The new engine — dubbed Skyactiv-X by Mazda and described by some experts as the "holy grail" of powertrain technology — is a risky yet necessary gambit for Mazda as it races to stay competitive on a shoestring budget as rivals invest heftily in costly electrified cars.
In unveiling the technology Tuesday, Aug. 8, Mazda said the new engine will boost torque by up to 30 percent and improve fuel efficiency by up to 30 percent over the current line of Skyactiv-G direct-injection engines Mazda began rolling out in 2011.
Mazda said it will deploy the Skyactiv-X engine in the fiscal year ending March 31, 2019, making it the first automaker to commercialize the technology. Compression ignition, which has eluded engineers for decades, is a critical next-step Skyactiv offering for Mazda as it confronts stricter emissions regulations with little help from electrification.
"People have called it the holy grail because it combines the best benefits of the gasoline and diesel worlds," said Dean Tomazic, executive vice president and chief technical officer at FEV Group, a powertrain engineering company.

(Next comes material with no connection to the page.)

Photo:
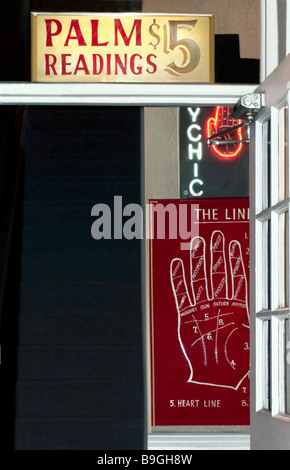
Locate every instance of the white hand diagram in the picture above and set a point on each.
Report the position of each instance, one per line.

"But it is not without its challenges or we would have seen it in the market already," Tomazic said. "People have been working on it for a long time. It's almost a running joke that whenever you ask when the technology will be ready for production, the answer is always in the next 10 years."
Mazda has a penchant for zigging while the industry zags. Mazda proved its aptitude in 1967 when it pioneered the revolutionary rotary engine and again more recently when it became an early adopter of lean-burning, high-compression combustion in its Skyactiv engines.
This time, competitors from Tokyo to Detroit to Wolfsburg are following conventional wisdom by investing in battery power. But Mazda is sticking to its play book of improving the humble internal combustion engine.